Other issues include failures. At night I attach a two-liter bag that sits in a bucket at the side of the bed. The connection between the urostomy pouch and the night bag is a pressure fit fitting. There have been several instances where I have rolled over in bed the wrong way which forced the connection to open and thus soaking the bed with urine. This is without question a stressful evening. We have since covered the mattress with puppy training pads to prevent further damage to the mattress.

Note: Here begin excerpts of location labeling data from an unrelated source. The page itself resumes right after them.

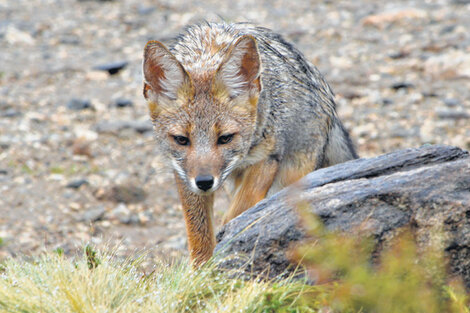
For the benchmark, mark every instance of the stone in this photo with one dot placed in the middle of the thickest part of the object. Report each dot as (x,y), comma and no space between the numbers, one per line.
(112,68)
(93,215)
(425,187)
(122,103)
(75,184)
(77,104)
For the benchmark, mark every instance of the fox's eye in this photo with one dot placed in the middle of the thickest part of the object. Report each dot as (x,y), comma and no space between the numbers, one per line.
(181,140)
(225,139)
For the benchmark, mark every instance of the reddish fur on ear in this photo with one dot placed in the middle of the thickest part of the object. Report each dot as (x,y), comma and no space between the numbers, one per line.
(240,70)
(163,73)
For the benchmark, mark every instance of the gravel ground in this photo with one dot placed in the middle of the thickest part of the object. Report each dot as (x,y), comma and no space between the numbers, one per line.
(77,161)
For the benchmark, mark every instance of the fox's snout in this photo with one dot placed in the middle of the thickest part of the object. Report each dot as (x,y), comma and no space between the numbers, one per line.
(204,182)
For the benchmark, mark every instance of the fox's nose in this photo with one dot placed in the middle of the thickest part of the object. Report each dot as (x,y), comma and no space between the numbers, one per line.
(204,182)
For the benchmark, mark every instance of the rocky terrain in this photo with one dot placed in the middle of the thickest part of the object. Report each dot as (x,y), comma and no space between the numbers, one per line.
(77,161)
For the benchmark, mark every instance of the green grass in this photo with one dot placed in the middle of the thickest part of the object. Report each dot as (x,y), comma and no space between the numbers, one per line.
(101,283)
(403,280)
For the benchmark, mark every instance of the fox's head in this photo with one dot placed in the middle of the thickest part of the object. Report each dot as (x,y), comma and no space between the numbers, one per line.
(205,118)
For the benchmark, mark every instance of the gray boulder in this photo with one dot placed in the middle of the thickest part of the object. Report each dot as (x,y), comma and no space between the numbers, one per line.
(421,188)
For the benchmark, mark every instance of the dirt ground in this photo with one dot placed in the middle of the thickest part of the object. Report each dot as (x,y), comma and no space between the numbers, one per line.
(77,160)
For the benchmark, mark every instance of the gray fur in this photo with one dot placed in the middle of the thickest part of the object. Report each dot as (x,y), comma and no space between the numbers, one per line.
(296,105)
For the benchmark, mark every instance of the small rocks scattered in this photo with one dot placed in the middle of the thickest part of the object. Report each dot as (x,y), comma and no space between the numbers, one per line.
(112,68)
(75,184)
(77,104)
(122,103)
(451,102)
(93,215)
(122,193)
(452,114)
(10,113)
(402,85)
(48,141)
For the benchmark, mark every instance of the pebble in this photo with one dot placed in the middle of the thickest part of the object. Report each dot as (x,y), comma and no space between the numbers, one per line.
(451,102)
(114,127)
(14,36)
(77,104)
(122,103)
(452,114)
(402,85)
(10,113)
(121,213)
(122,194)
(93,215)
(111,68)
(75,184)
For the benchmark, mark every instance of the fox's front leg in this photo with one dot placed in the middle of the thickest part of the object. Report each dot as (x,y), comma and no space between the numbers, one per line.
(255,184)
(197,211)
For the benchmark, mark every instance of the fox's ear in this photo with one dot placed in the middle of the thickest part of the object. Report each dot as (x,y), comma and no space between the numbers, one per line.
(240,71)
(164,77)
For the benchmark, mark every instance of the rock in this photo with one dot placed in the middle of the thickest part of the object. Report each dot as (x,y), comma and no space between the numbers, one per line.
(75,184)
(122,213)
(122,193)
(79,104)
(424,187)
(14,36)
(10,113)
(402,85)
(112,68)
(93,215)
(122,103)
(453,64)
(382,19)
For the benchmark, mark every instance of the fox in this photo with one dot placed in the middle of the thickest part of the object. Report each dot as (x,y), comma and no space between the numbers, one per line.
(235,104)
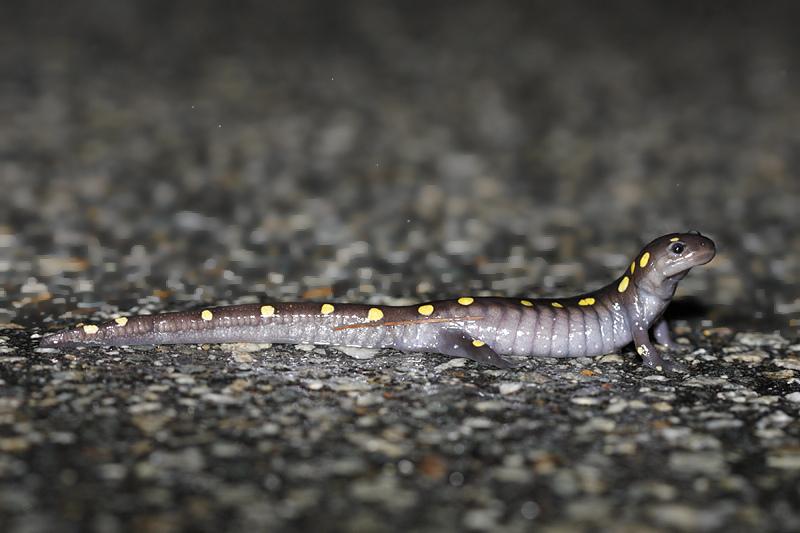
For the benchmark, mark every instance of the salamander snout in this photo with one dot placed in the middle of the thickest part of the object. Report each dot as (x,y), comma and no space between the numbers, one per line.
(676,253)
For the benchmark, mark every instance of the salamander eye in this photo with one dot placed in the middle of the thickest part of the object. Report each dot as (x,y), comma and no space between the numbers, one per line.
(677,248)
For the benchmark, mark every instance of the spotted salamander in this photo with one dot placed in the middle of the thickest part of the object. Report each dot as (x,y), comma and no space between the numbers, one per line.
(484,329)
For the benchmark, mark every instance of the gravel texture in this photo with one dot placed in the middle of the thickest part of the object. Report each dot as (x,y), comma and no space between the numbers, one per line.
(169,156)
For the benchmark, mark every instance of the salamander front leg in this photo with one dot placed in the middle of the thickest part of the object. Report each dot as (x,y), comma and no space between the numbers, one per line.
(664,337)
(650,357)
(459,344)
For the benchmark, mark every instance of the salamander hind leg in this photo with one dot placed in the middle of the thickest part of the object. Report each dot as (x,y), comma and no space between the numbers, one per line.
(457,343)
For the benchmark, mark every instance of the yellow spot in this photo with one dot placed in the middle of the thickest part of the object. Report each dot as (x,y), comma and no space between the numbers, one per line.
(623,285)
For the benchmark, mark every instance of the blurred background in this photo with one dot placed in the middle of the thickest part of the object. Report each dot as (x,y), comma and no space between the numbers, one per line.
(196,151)
(170,155)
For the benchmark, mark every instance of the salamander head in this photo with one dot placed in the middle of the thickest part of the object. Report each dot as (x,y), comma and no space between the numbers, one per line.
(669,258)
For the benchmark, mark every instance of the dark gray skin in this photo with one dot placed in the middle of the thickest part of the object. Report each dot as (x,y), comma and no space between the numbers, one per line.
(482,329)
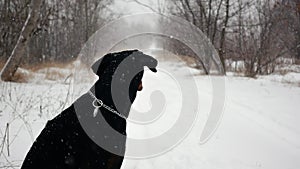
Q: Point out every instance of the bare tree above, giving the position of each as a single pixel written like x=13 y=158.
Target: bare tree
x=14 y=60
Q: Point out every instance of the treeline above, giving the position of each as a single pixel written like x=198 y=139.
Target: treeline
x=255 y=32
x=62 y=28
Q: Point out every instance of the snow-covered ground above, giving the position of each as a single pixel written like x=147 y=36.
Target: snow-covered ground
x=259 y=129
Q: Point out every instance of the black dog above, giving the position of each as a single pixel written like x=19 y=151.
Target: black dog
x=91 y=133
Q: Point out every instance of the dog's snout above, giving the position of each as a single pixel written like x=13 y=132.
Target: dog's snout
x=140 y=88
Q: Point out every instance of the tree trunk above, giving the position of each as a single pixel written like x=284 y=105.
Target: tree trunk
x=14 y=60
x=223 y=33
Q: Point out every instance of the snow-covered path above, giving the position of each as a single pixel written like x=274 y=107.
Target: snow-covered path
x=259 y=129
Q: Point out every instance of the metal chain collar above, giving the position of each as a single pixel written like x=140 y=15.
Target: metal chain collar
x=101 y=104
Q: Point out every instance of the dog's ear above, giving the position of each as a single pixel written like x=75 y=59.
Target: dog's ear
x=100 y=65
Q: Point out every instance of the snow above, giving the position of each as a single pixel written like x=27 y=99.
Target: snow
x=259 y=128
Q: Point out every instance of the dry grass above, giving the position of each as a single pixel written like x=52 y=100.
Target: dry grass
x=24 y=73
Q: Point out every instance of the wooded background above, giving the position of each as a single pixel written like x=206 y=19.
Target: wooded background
x=259 y=33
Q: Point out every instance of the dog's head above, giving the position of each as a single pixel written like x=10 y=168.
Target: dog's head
x=122 y=73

With the two-piece urostomy, I have also had cases where it has leaked, and there have been times when I bumped the connection of the bag and flange, thus causing the bag to pop off. Both of these types of failures have occurred at inopportune times resulting in a degree of embarrassment and creating a situation requiring immediate attention.
Of all the issues I have experienced with the Ileal conduit, none have been related to the actual Ileal conduit itself. It has been functioning perfectly since it was created. All the issues I have cited have been human error or issues with the man-made products. As for the quality of life with cancer, in my opinion, whatever one has to do to minimize the stresses on the body is the best choice. With that in mind, I firmly believe the Ileal conduit, for me at least, was the best option.